Photo from the show Pink border doodle

Lauren Gunderson theatricalizes the story of German painter Rudolf Bauer and the inauspicious end of his career at 59E59 Theaters.

A review of Bauer by Hayley Levitt | September 9, 2014

“Order and disorder. That’s all we have.” Lauren Gunderson opens the earnest floodgates of Bauer, her tribute to the tortured 20th-century German painter Rudolf Bauer, with a subtle nod to Stephen Sondheim’s fellow-canvas-inspired Sunday in the Park With George. A pioneer in the field of “non-objective” (i.e. abstract) art, Gunderson’s work of historical fiction tackles the complex emotions and motivations behind Bauer’s disappearance from the art scene in the early 1940s. Fluctuating between a sleepy living-room drama and an incongruously avant-garde display, Gunderson lands on a few genuinely intriguing moments — though to find them you have to weed through these alternating spurts of lifeless order and overwhelming disorder. We meet our title character (a stoney Sherman Howard) upon his dramatically morose entrance into the artist’s long-abandoned studio.
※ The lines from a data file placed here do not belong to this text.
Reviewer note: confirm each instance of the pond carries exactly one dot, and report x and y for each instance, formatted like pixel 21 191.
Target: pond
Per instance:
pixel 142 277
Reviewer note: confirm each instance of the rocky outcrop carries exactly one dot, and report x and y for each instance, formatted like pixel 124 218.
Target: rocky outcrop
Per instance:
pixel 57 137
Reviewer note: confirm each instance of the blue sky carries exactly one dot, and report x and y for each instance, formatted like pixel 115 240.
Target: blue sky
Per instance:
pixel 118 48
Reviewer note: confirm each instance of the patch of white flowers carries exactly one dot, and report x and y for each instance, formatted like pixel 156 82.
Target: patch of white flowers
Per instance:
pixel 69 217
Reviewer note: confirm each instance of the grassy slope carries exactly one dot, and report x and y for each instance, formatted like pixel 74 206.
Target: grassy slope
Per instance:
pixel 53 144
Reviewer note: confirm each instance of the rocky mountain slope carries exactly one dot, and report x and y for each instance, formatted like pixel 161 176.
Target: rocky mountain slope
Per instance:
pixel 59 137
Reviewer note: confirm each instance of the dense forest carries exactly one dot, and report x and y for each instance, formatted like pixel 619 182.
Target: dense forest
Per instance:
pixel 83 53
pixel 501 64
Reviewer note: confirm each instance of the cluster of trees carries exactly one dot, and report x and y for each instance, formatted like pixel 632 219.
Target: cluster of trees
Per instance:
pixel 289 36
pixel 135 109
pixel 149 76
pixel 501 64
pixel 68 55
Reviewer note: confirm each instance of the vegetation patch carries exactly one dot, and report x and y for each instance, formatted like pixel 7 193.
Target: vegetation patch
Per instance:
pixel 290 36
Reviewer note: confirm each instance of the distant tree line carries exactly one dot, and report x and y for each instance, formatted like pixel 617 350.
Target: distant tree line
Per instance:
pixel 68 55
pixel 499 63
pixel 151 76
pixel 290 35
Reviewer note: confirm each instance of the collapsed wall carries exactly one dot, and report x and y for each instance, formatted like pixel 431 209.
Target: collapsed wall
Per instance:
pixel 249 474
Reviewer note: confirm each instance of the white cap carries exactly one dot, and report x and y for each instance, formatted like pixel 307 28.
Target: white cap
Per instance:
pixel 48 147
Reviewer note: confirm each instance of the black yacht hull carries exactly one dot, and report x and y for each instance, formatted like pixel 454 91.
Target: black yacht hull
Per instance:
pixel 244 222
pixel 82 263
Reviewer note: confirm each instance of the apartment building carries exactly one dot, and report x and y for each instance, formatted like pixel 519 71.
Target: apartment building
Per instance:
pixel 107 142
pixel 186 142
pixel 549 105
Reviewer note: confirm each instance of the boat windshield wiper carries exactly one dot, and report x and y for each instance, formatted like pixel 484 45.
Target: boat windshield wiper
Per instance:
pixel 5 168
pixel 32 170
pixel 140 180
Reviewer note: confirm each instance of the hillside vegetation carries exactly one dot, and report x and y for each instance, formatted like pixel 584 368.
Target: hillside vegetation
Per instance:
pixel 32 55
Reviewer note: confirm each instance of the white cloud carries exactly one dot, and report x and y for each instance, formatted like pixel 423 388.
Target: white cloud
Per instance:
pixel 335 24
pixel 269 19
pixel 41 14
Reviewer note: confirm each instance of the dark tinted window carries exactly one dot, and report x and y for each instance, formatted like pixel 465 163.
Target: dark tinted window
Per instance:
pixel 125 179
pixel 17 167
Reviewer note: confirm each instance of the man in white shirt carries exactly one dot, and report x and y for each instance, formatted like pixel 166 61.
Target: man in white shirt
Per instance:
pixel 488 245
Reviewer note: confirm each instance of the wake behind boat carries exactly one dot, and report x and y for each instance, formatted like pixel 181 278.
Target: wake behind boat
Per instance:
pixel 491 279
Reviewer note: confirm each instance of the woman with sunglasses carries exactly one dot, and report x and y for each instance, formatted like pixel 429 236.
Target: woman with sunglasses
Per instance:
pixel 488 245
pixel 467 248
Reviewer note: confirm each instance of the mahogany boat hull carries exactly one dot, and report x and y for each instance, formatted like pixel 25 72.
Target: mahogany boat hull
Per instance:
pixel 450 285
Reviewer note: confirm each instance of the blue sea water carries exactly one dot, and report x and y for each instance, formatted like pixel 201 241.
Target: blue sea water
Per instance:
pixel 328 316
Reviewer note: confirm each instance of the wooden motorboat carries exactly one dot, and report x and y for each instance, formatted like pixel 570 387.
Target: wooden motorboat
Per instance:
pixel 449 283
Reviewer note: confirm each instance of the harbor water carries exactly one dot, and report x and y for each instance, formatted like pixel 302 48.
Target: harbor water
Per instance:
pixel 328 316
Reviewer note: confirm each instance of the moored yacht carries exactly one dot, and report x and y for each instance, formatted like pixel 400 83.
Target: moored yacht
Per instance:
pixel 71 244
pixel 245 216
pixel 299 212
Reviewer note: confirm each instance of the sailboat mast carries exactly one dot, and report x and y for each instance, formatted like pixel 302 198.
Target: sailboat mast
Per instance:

Filled with dusty crates and a tarp-covered aisle, director and designer Bill English has created a sparse environment, appropriately absent of any creative life. Micah J. Stieglitz’s projections, consequently, become all the more captivating as they periodically transport Bauer back to his days of inspiration. While the reasons for his artistic dry spell remain unclear for a painstakingly extended portion of the play, the opening scene between the ex-painter and his wife (and former maid) Louise (played with a nurturing, though slightly flimsy hand by Susi Damilano) suggests that their impending visitor is at the core of the issue.